Neville: Doświadczenie nam pomoże
Phil Neville wierzy, że duże doświadczenie będzie niezwykle pomocne graczom Evertonu przy okazji jutrzejszego pojedynku z Liverpoolem. Drużyny spotkają się na Wembley, gdzie zagrają o finał Pucharu Anglii.
- To daje ci zaufanie, kiedy grałeś wcześniej kilkukrotnie na Wembley i odnotowywałeś tam dobre rezultaty. Ponadto nie będziesz onieśmielony wielkością obiektu, rozmiarami szatni, czy innymi aspektami.
- Mamy w składzie piłkarzy, którzy występowali już na Wembley choćby z reprezentacją Anglii. Jako zespół prezentujemy się naprawdę dobrze i musimy zagrać na poziomie naszych ostatnich standardów, jakie sobie narzuciliśmy.
- Po finale w 2009 roku zastanawiałem się, kiedy znów będzie nam dane zagrać na Wembley? Otrzymaliśmy swoją okazję i chcemy zrobić wszystko, by znaleźć się w wielkim finale i ponownie tu przyjechać.

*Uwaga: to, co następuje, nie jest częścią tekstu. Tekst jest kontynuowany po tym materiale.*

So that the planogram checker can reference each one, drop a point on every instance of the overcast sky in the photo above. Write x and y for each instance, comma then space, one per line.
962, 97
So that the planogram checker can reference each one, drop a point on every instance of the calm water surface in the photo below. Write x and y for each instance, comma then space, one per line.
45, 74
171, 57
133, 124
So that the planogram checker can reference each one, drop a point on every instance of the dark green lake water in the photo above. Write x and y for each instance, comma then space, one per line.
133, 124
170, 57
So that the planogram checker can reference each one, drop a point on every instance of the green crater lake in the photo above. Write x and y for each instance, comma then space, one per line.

- Zawsze powtarzam, że Wembley to prawdopodobnie najwspanialszy obiekt na świecie do grania w piłkę i właśnie tu Everton musi pokazać wszystkim swoje wielkie aspiracje.
- To wszystko niezwykle mnie ekscytuje. Kocham tego rodzaju spotkania.
- Uwielbiam tę rywalizację, szczególnie na Wembley. To niesamowity obiekt, gdzie jesteś zobligowany do zwyciężania.
- Wystąpią 2 kluby ze wspaniałą historią. Będziemy świadkami ogromnej, ale i przyjemnej rywalizacji. Jestem przekonany, że fani udający się na Wembley będą dumni, że zagrają tu dwie drużyny z Merseyside.
- Liverpool pokonał nas w tym sezonie dwukrotnie. Mają w swoich szeregach piłkarzy klasy światowej, którzy są doświadczeni na tym poziomie gry. Musimy skoncentrować się na sobie i swej pewności w grze, którą budowaliśmy w ostatnich tygodniach.
- The Reds zdobyli Carling Cup, nie mają już szans na 4 miejsce w lidze, więc wszystkie siły odłożyli na FA Cup. To dla nich kolejna okazja na trofeum w bogatej klubowej gablocie. Tak samo jest jednak w naszym przypadku. Wszyscy zamierzamy zdobyć ten puchar dla kibiców.
- Można opowiadać o wyborach i decyzjach, jakie podejmowali ostatni Moyes, czy Dalglish, ale jutro i tak nie będzie to miało znaczenia, gdy piłka zostanie po raz pierwszy kopnięta na placu gry.